So war unser Exil

geschrieben von Steffi Wittenberg

5. September 2013

Erinnerungen an Kurt Wittenberg und sein antifaschistisches Engagement

Juli-Aug. 2012

Mit Kurt Wittenberg, geboren am 9. Juli 1920 in Würzburg, ist am 4. Januar 2012 nach einem kämpferischen Leben, das ihn nach Süd- und Nordamerika geführt hat, einer der letzten deutschen Antifaschisten, die in Uruguay Exil gefunden haben, gestorben. Kurt war dort bis 1947 Sekretär des Deutschen Antifaschistischen Komitees, das der Bewegung Freies Deutschland in Mexiko angeschlossen war. Wir haben seine Frau Steffi gebeten, uns einige ihrer Erinnerungen an das Exil in Uruguay, das Komitee – und natürlich an Kurt Wittenberg – aufzuschreiben.

Ende 1938 gelang es Kurt Wittenberg mit seinen Eltern Thekla und Henry Wittenberg in das südamerikanische Land Uruguay zu emigrieren und dem Naziregime zu entkommen. Ein jüdischer Hilfsfonds hatte die Visa und die Überfahrt bezahlt. Kurts Schwester Ruth war ein Jahr früher mit einem Kindertransport in die USA geschickt worden.
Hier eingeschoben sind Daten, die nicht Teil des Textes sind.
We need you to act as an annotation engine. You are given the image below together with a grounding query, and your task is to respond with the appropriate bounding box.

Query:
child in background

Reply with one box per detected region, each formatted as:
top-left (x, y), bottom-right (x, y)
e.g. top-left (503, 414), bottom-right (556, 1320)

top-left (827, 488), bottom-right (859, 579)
In Montevideo konnte Kurt als Maurer schnell eine Arbeit finden, wenn er auch mit Schwierigkeiten zu kämpfen hatte, wie z.B. mit der spanischen Sprache. Oft hat er später davon erzählt, wie er einmal eine Wand zumauerte, für die ein Fenster vorgesehen war. Daher musste Kurt anfangs verschiedene Male seinen Arbeitsplatz wechseln bis er als »Capataz« (Polier) bei dem Bauunternehmen Isola & Armas arbeitete. Allerdings streikten die Maurer in der Zwischenzeit mehrere Male; in der Zeit arbeitete Kurt als mobiler Eisverkäufer, um nicht ohne Mittel dazustehen.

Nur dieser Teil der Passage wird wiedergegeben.